System Overview

FIREWHEEL is a Sandia-developed experiment orchestration framework that assists an experimenter in building, controlling, observing, and analyzing repeatable experiments of distributed systems at any scale. Typically, experiments are instantiated via emulation but fundamentally, FIREWHEEL is an experiment orchestration tool that is agnostic to how the experimental definition is converted into a running experiment and on to which execution platform(s) an experiment actually runs (i.e. bare metal, emulation, simulation, or a combination). Most users of FIREWHEEL will be using emulation to launch experiments and this documentation will be tailored to those use cases; however it is important to note that is only one way in which FIREWHEEL can provide value in an Emulytics experiment.

An emulation-based experiment consists of a collection of virtual machines running operating system and application software connected by virtual networks. The configuration of machines, software, and networks is driven by the design of the experiment, which in turn, is driven by the question the experiment has been designed to answer (see Emulytics Experiments). FIREWHEEL enables users to define models of network topologies, as well as any time-scheduled actions they want performed on them. At run-time, FIREWHEEL first represents a topology abstractly, using a graph data-structure, and then instantiates the topology across a cluster of network-connected servers and triggers the execution of scheduled actions at their appointed times.

Simple Example Topology

Fig. 1 Simple example topology

For example, imagine an extremely simple experiment consisting of a collection of 10 PCs, running a variety of operating systems and applications, connected via a simple routed network as shown in Figure 1.

Example scheduling of VMs across a cluster.

Fig. 2 VMs scheduled across a cluster for the simple topology example.

To implement this experiment, we can run a set of virtual machines distributed across three physical hosts as shown in Figure 2. Lastly, we can execute some actions on those VMs which enable answering our research question. For this simple experiment, it would be feasible to manually create and configure the virtual machine disk images, distribute them to the appropriate physical host machines, create the necessary virtual networks, start the virtual machines, and install, configure, and run software applications. However, there are many shortcomings of manual configuration and FIREWHEEL was designed to overcome several of these.

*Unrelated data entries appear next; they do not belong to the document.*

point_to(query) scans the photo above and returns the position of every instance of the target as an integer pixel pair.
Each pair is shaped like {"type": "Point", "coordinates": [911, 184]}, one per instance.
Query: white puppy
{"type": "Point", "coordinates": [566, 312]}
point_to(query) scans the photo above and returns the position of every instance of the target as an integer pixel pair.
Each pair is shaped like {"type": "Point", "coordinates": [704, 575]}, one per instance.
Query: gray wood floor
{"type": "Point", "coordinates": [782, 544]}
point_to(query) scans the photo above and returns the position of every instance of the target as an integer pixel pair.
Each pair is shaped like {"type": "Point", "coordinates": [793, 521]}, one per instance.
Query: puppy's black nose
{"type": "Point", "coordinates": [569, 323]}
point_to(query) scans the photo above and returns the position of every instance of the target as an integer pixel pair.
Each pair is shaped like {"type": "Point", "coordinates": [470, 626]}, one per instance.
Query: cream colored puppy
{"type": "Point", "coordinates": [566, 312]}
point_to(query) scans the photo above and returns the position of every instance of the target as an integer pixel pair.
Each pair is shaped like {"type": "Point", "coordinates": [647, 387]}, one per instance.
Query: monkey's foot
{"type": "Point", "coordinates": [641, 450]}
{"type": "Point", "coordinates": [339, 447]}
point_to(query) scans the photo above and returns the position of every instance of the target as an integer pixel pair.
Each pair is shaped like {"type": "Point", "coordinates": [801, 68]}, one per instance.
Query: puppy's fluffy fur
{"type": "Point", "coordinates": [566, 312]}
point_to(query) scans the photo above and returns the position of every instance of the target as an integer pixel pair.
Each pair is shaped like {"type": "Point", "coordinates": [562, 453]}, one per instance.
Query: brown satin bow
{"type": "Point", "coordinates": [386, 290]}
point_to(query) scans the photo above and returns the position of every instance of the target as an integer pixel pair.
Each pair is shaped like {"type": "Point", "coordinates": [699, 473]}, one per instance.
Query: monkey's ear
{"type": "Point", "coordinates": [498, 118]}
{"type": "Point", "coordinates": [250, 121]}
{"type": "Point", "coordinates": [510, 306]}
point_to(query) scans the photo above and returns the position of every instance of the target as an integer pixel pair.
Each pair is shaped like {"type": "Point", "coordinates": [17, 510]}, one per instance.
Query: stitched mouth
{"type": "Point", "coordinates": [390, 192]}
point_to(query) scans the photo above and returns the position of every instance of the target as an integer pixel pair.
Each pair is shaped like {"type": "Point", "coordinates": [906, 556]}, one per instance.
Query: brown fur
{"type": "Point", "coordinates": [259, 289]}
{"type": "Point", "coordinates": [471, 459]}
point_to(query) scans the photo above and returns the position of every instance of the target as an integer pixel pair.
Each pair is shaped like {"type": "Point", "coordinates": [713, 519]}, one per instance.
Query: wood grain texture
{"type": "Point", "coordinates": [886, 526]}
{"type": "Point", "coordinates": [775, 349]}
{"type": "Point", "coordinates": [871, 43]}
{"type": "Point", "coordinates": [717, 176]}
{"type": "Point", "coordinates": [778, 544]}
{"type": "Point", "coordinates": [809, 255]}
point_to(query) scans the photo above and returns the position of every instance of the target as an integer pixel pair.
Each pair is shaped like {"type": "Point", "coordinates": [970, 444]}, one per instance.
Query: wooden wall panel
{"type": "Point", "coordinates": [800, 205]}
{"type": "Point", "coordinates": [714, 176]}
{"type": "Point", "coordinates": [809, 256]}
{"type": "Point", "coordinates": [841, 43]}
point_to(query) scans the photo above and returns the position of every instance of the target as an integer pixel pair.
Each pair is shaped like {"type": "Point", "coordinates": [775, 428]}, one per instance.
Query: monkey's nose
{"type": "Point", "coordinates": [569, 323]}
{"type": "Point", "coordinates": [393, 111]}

Scalability: While configuring 10 virtual machines connected to a few networks manually is nontrivial, if an experiment required hundreds or thousands of virtual machines connected to a similar number of virtual networks, the task would quickly become overwhelming.

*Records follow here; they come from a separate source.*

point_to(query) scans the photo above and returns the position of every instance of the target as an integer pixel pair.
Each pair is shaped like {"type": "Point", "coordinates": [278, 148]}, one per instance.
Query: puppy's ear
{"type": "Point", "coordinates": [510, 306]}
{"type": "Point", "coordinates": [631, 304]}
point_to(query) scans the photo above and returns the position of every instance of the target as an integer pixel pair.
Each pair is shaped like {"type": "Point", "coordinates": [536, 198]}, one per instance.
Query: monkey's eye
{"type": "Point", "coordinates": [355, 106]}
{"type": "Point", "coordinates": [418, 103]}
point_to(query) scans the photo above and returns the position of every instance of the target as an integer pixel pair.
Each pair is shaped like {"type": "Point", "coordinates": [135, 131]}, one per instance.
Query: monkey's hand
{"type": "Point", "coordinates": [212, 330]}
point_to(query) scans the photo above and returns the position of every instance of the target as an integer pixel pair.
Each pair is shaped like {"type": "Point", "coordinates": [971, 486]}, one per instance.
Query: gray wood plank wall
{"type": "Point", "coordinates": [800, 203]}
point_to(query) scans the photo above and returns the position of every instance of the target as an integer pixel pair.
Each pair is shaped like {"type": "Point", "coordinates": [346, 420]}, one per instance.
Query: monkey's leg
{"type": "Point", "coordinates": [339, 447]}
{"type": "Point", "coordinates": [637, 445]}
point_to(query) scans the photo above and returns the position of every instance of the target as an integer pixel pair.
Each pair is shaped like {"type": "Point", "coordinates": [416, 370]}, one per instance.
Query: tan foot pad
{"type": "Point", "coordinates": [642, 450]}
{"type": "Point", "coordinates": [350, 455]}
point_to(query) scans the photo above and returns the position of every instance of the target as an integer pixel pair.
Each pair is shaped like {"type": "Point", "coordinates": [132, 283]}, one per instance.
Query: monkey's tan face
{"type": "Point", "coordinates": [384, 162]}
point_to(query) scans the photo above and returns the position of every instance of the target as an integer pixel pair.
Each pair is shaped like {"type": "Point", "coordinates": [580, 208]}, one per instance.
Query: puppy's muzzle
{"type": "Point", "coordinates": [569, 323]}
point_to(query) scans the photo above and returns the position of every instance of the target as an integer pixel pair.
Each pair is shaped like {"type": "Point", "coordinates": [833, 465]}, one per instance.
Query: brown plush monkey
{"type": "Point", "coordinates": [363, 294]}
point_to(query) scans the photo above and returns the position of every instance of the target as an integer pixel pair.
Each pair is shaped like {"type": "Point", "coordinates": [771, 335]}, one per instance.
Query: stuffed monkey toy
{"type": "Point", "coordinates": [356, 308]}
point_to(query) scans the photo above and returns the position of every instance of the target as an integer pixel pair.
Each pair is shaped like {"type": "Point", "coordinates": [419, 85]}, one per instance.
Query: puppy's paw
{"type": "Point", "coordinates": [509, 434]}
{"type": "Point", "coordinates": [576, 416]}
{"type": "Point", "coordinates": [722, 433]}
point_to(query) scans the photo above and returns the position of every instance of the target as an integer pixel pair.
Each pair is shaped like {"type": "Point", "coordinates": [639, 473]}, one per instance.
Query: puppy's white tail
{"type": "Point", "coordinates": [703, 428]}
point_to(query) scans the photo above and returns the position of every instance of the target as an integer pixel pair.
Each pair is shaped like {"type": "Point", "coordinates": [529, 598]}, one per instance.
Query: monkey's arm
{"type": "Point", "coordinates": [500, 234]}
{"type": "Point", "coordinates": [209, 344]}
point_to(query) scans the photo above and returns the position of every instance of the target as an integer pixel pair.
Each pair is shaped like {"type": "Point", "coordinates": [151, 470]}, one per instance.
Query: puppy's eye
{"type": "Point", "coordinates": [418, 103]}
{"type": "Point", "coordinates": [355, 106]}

Diversity: If our question of interest requires us to test many variants of our initial configuration, for example to test the sensitivity of a system to a range of environmental parameters, manually managing the experimental complexity quickly becomes untenable.

Repeatability: If, months or years after we perform our experiments, we or other researchers wish to recreate our suite of experiments, a manual approach requires us to expend almost as much energy as during our original effort, even if excellent documentation is available.

Coordination: Experiments rarely consist of configuring and observing collections of idle virtual machines. Arranging the experimental events of interest to occur repeatably at precisely defined times across all the components of a manually defined experiment, especially if that experiment is large, is a challenge.

Instrumentation and data collection: Typically, the reason we run an experiment is to observe a system by collecting, storing, and analyzing detailed measurements. Reinventing this process anew for every manually constructed experiment is wasteful and error-prone.

FIREWHEEL enables users to conduct rigorous research to answer compelling questions about cyber environments while resolving the previously identified shortcomings of existing approaches. Essentially, FIREWHEEL is a collection of tools that build upon several mature, open source virtualization and data management technologies. FIREWHEEL enables a researcher to:

  • Define an experimental topology programmatically.

  • Manipulate an experimental topology programmatically.

  • Scalably “compile” the topology to a configured and running set of virtual machines and associated networks in a cluster.

  • Manage the execution of in-experiment events and their data inputs and outputs.

  • Pervasively instrument the virtual machines and networks involved in an experiment.

  • Centrally collect, analyze, and display experimental data.

  • Archive an experimental description and reliably repeat an experiment.

FIREWHEEL also includes a growing library of model component objects that ease construction of common topology components like Linux and Windows hosts, routers, Internet services, windows services, client and server applications, and a variety of example topologies ranging from small and simple to large and complicated that can be adapted or extended.